I'm suggesting that there are no good guys, per se, in a world full of grey morality.  Well, black and grey morality, actually (what with there being evil people and, on the other side, everyone else (who are not evil)).  There are protagonists and antagonists.  The protagonists aren't the good guys, they just happen to be the star of the show.
Title: Magic and Divine Magic in Howard's Hyborian Age
Post by: RPGPundit on June 02, 2015, 05:53:54 AM
Yes, I guess you could say Conan was a 'good guy' in the sense of what a mentally-disturbed Texan would think of as a 'good guy'.
Title: Magic and Divine Magic in Howard's Hyborian Age
Post by: AsenRG on June 04, 2015, 06:39:54 PM
Quote from: Bloodwolf;834191You can interpret it that way if you want.
That was not my intent, however.
Maybe use "murderous" instead of "violent"
Life is cheap in Conan's world, to the point of death being almost inconsequential.
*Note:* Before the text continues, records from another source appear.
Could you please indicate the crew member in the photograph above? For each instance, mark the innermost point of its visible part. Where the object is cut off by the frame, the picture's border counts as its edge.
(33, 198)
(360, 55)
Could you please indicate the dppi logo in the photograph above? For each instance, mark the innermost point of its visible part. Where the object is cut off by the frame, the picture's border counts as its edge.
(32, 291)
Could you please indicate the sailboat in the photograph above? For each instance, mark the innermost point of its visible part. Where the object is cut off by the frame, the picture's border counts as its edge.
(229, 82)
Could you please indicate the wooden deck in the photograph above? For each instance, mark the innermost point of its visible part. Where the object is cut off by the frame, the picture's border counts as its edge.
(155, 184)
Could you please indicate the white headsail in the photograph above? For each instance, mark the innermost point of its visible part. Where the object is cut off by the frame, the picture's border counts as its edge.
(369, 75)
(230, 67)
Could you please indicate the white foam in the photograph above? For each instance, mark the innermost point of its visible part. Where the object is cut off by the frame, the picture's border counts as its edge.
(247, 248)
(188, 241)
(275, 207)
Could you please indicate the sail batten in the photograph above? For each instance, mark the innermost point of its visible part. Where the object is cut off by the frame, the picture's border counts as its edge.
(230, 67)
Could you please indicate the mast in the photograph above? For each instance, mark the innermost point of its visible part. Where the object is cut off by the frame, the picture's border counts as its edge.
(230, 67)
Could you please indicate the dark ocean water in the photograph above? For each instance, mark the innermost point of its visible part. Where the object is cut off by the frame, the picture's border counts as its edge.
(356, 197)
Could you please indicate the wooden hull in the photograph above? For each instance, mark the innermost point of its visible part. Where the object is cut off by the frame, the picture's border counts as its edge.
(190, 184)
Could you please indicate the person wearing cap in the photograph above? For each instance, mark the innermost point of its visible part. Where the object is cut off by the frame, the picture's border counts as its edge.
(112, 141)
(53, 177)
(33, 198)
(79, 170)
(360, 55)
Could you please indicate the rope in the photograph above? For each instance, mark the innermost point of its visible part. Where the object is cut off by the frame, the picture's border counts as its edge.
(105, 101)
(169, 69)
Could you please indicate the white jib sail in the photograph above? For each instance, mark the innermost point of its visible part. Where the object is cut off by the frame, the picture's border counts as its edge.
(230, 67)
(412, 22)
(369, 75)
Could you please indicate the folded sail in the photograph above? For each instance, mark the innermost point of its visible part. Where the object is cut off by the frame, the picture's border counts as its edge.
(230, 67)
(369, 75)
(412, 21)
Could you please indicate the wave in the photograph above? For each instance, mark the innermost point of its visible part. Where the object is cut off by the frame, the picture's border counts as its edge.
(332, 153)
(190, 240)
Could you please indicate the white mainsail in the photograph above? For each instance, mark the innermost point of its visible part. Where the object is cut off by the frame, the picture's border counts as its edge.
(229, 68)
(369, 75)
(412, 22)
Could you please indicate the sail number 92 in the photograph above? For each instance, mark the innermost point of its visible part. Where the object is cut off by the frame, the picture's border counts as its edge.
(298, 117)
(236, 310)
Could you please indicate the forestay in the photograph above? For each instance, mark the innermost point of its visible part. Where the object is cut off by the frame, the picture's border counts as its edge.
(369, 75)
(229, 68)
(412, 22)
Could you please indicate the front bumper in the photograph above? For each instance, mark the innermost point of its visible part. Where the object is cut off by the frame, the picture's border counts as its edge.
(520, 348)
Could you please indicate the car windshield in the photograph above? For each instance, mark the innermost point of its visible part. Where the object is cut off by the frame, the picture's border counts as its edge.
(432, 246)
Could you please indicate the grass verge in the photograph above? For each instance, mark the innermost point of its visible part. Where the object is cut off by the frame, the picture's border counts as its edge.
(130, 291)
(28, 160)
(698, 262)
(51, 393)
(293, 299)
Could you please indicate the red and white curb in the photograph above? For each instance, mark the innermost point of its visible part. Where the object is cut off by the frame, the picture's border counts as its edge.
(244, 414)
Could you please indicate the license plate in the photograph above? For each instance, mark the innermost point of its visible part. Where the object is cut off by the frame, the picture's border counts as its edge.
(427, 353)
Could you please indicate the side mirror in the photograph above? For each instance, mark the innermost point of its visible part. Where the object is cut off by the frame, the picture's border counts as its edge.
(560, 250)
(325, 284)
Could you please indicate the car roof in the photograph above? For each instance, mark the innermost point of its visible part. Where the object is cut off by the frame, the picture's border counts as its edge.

I'm suggesting that there are no good guys, per se, in a world full of grey morality.  Well, black and grey morality, actually (what with there being evil people and, on the other side, everyone else (who are not evil)).  There are protagonists and antagonists.  The protagonists aren't the good guys, they just happen to be the star of the show.
Ahem, our world is full of grey morality. I posit that there are still good guys, and gals, around, including a vanishingly small number of those that have had to kill other people:).
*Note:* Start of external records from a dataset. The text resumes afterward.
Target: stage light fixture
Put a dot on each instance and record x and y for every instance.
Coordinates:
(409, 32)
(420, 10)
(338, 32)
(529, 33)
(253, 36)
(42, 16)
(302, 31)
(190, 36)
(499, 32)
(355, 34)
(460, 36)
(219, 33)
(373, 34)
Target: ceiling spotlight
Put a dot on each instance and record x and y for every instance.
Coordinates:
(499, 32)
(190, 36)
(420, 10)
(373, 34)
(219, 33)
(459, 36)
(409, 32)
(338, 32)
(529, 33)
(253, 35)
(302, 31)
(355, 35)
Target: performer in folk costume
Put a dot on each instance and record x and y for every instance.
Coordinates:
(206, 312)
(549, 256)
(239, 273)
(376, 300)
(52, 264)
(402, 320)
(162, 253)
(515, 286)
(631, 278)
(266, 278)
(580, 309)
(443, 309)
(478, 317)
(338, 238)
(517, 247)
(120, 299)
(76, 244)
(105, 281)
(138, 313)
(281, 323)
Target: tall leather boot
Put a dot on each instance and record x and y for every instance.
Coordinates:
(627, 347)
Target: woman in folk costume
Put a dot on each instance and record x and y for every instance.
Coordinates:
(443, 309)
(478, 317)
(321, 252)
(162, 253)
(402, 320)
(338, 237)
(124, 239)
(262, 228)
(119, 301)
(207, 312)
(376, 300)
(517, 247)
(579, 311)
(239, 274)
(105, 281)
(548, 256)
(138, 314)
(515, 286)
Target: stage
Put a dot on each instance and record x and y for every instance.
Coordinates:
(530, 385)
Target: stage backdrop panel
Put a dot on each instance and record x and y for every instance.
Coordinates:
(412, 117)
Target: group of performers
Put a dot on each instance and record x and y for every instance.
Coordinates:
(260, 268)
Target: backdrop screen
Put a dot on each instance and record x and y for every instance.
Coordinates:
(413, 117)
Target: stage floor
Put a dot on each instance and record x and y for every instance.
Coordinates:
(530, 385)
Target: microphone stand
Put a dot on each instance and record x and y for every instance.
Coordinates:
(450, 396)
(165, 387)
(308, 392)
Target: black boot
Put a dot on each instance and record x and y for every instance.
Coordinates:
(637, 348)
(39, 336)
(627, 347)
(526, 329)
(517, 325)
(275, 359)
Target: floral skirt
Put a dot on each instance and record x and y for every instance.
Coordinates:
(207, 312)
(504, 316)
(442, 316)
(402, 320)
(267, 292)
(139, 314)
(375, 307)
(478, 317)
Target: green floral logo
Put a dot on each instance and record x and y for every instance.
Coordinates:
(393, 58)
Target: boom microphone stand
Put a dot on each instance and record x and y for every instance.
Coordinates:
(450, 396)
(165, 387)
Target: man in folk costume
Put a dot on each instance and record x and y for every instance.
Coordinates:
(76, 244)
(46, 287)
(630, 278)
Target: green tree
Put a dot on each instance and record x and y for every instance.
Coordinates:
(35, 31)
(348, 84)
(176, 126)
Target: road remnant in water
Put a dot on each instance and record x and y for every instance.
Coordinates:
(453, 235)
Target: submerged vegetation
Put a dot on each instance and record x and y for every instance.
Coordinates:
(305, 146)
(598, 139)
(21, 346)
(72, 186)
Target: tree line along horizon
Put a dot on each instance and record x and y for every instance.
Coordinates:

Quote from: RPGPundit;834516Yes, I guess you could say Conan was a 'good guy' in the sense of what a mentally-disturbed Texan would think of as a 'good guy'.
Given who the author is, I'm inclined to say there could be no other criteria;).
Title: Magic and Divine Magic in Howard's Hyborian Age
Post by: Doom on June 05, 2015, 12:29:47 PM
Quote from: RPGPundit;834516Yes, I guess you could say Conan was a 'good guy' in the sense of what a mentally-disturbed Texan would think of as a 'good guy'.

Hehe, yeah, we saw what you did there. Conan's more of a protagonist than a hero, but that further reinforces the zeitgeist of the Hyborian Age. Conan's warts aren't nearly so large and festering as most of the characters' warts in the books, so he pretty much gets the "hero" title by default.